In such a re-entrant type combustion chamber, however, fuel spray from an injection nozzle 6 is easily concentrated on a lower portion of the combustion chamber 4 due to the inclination of the side wall 4a of the chamber 4 as shown in FIG. 1, thus causing a partial reduction of air utilization factor. As a result, the effect of reducing the concentration of discharged smoke is not attained to a satisfactory extent.
In such a re-entrant type combustion chamber, in order to disperse the fuel spray in an upper area within the combustion chamber 4, as shown in FIG. 2, it is necessary that the injection nozzle 6 is projected largely into the combustion chamber 4 to widen the injection angle .theta. to distribute the fuel spray after impingement against the wall surface also to an upper portion of the combustion chamber. However, as the amount of projection of the injection nozzle 6 increases, the temperature of the nozzle tip becomes more elevated, thus causing seizure of a valve seat face of the nozzle and a valve.
In the above re-entrant type combustion chamber, moreover, when the amount of fuel spray is large in a state of high load, the fuel spray is difficult to spurt out of the combustion chamber, thus causing shortage of air, reduction of output and increased concentration of discharged smoke.
In an effort to overcome the problem of air shortage at a high load, there has been proposed such a combustion chamber 8 as shown in FIG. 3 whose opening edge portion 10 is not throttled, namely, a so-called open type combustion chamber, whereby it is intended to let the fuel from the injection nozzle 6 flow out also to the cylinder portion outside the combustion chamber 8 in addition to the interior of the same chamber and to thereby utilize the air at the cylinder portion positively.

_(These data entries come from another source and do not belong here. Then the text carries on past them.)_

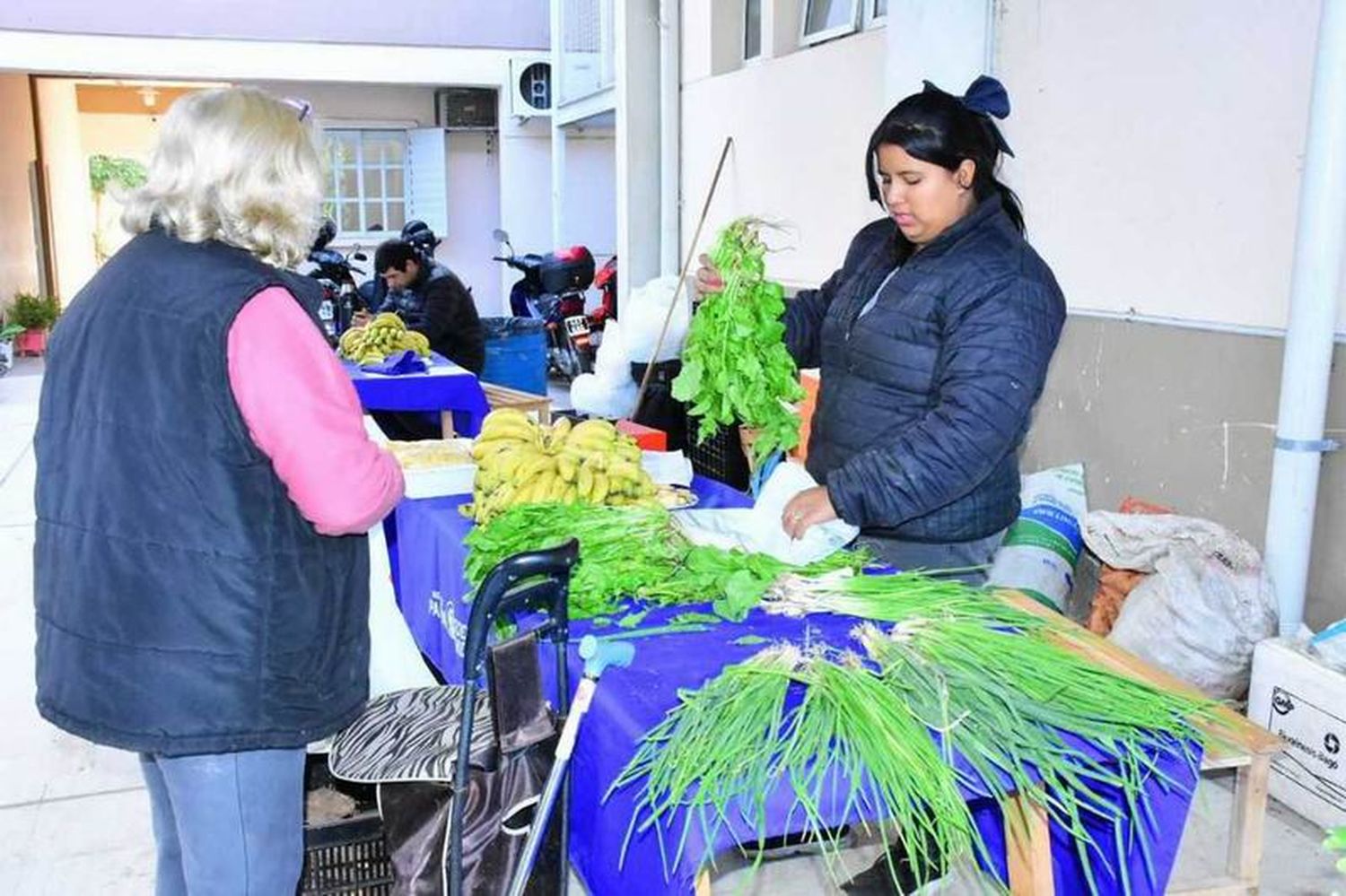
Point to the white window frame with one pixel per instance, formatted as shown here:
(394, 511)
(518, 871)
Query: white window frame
(872, 19)
(333, 180)
(743, 48)
(828, 34)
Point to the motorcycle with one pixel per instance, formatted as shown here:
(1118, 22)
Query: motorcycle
(336, 274)
(554, 291)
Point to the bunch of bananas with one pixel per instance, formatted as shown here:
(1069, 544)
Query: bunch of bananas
(520, 462)
(381, 336)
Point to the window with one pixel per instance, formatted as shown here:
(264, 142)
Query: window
(826, 19)
(366, 186)
(751, 29)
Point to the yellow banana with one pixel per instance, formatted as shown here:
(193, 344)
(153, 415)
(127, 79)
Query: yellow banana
(560, 431)
(508, 430)
(599, 490)
(533, 465)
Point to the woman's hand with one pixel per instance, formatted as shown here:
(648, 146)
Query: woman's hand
(707, 277)
(809, 508)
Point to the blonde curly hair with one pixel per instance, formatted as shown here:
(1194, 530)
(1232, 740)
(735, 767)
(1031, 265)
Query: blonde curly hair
(239, 166)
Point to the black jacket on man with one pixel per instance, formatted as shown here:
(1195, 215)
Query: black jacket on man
(441, 307)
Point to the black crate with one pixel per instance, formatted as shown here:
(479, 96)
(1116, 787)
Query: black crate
(346, 857)
(721, 457)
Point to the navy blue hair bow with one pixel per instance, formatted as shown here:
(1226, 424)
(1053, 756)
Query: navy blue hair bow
(985, 97)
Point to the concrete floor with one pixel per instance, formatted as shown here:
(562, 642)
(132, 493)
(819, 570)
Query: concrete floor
(74, 817)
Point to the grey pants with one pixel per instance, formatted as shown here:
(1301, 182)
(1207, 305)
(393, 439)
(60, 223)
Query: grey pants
(953, 554)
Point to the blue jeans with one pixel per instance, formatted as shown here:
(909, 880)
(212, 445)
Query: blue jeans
(955, 554)
(228, 823)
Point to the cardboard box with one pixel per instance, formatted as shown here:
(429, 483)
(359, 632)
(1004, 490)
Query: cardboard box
(810, 378)
(1305, 702)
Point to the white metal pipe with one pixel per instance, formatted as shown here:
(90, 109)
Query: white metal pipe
(670, 118)
(1315, 283)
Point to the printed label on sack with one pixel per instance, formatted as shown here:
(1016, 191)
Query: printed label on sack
(1049, 526)
(1314, 737)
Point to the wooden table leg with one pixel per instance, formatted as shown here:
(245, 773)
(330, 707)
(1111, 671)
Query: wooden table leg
(1028, 848)
(1248, 821)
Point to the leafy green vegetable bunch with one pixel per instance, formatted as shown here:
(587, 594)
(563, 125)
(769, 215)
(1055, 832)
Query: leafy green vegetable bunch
(735, 366)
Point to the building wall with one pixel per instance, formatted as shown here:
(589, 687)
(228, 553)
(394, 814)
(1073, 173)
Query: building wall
(18, 241)
(1186, 417)
(800, 124)
(462, 23)
(129, 136)
(1159, 151)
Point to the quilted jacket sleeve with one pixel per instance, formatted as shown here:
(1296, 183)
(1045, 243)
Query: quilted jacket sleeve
(996, 350)
(805, 312)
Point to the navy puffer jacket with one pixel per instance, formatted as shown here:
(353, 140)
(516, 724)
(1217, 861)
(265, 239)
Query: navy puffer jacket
(926, 396)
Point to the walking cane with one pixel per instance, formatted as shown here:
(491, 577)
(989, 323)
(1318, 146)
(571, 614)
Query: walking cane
(598, 656)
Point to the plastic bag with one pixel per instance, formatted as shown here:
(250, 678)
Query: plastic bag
(642, 319)
(1039, 553)
(1202, 611)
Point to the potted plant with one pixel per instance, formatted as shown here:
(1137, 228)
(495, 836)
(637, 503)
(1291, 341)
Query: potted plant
(7, 333)
(35, 314)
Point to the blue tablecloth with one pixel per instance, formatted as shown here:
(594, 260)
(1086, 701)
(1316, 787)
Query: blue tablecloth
(444, 387)
(630, 701)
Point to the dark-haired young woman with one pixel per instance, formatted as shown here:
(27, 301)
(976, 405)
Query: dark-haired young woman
(933, 339)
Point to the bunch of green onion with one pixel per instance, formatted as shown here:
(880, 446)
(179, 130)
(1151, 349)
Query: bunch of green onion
(635, 553)
(993, 681)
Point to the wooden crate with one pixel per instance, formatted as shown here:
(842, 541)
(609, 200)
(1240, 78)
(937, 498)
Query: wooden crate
(506, 397)
(1248, 747)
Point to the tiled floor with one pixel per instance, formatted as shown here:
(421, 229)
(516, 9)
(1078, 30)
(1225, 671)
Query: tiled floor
(74, 818)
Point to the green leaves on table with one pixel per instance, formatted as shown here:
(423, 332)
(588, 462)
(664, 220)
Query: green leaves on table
(735, 365)
(633, 553)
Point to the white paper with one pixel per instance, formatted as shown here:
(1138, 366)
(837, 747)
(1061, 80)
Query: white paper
(668, 467)
(759, 527)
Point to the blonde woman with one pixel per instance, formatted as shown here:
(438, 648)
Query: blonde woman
(204, 487)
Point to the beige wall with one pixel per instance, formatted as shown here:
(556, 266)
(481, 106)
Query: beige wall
(1186, 417)
(800, 124)
(1158, 159)
(128, 136)
(1159, 147)
(67, 186)
(18, 151)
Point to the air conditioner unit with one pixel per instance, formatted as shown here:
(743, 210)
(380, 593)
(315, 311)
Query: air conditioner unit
(468, 108)
(530, 85)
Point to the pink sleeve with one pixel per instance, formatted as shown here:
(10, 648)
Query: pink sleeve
(302, 412)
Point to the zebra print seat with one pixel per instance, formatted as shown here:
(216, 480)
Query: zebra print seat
(411, 735)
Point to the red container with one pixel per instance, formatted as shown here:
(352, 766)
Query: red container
(30, 342)
(646, 438)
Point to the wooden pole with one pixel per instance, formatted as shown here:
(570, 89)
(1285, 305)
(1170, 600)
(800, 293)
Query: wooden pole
(681, 279)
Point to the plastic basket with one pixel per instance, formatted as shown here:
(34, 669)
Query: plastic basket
(721, 457)
(346, 857)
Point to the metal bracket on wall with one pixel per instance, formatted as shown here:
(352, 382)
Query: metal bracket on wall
(1322, 446)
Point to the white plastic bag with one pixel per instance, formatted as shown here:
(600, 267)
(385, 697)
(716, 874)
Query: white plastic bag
(759, 527)
(1205, 605)
(643, 314)
(1039, 553)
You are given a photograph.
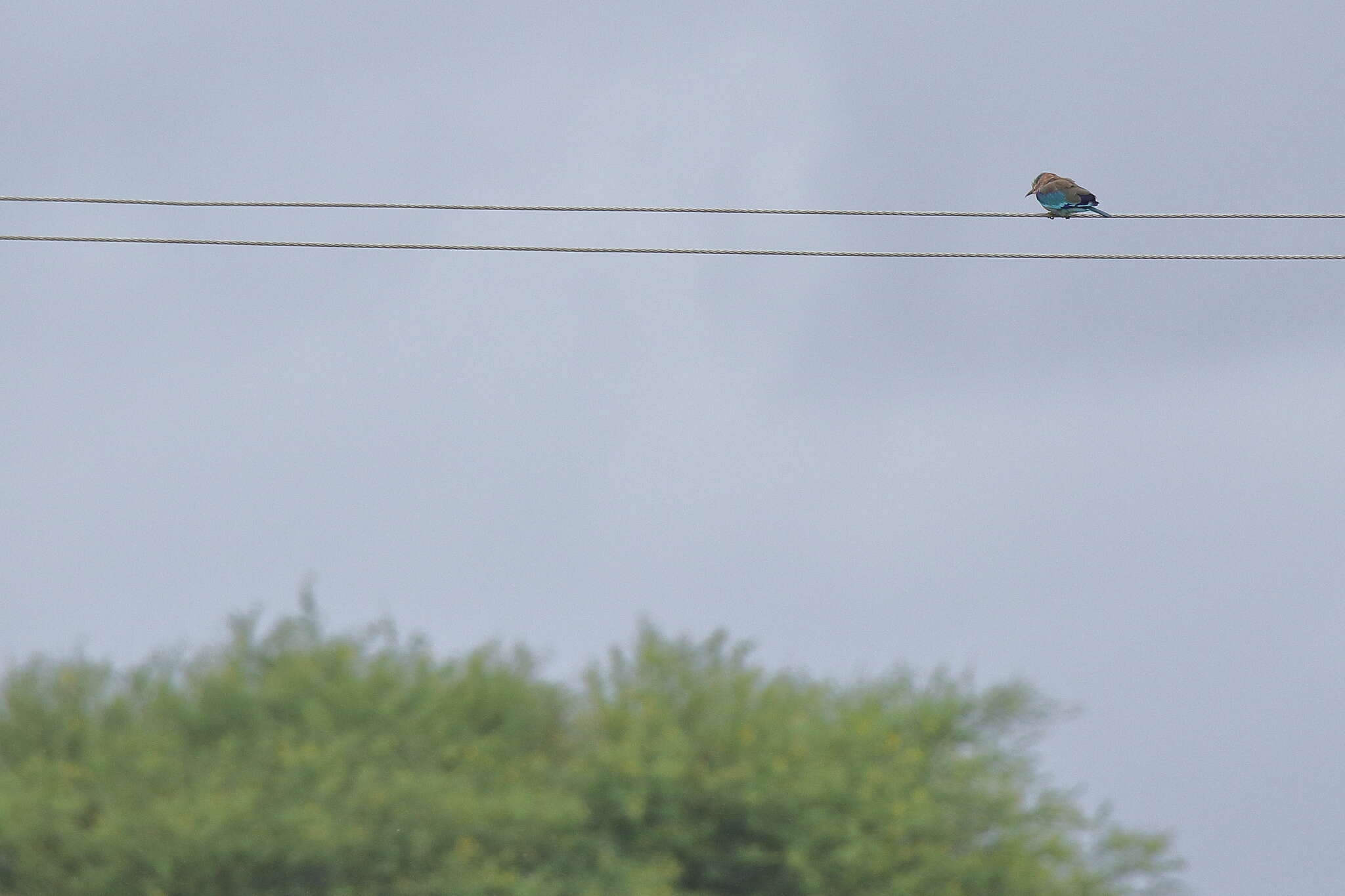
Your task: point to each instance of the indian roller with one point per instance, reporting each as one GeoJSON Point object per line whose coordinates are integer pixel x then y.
{"type": "Point", "coordinates": [1063, 198]}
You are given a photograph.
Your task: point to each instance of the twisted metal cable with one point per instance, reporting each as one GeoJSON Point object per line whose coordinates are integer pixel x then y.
{"type": "Point", "coordinates": [801, 253]}
{"type": "Point", "coordinates": [632, 209]}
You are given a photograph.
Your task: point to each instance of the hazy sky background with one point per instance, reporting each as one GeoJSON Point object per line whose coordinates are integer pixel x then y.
{"type": "Point", "coordinates": [1119, 480]}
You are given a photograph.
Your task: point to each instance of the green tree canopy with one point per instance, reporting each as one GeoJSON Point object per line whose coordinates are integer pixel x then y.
{"type": "Point", "coordinates": [298, 762]}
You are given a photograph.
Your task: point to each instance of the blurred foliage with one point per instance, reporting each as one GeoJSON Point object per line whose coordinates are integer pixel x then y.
{"type": "Point", "coordinates": [298, 762]}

In such an open type combustion chamber, however, combustion gas will strike on the quench zone Q from the combustion chamber 8 at a low load and thereby cooled to increase the amount of black smoke. For these reasons, in a small-sized direct injection type diesel engine, it has heretofore been difficult to obtain a combustion chamber capable of covering all conditions from high to low loads.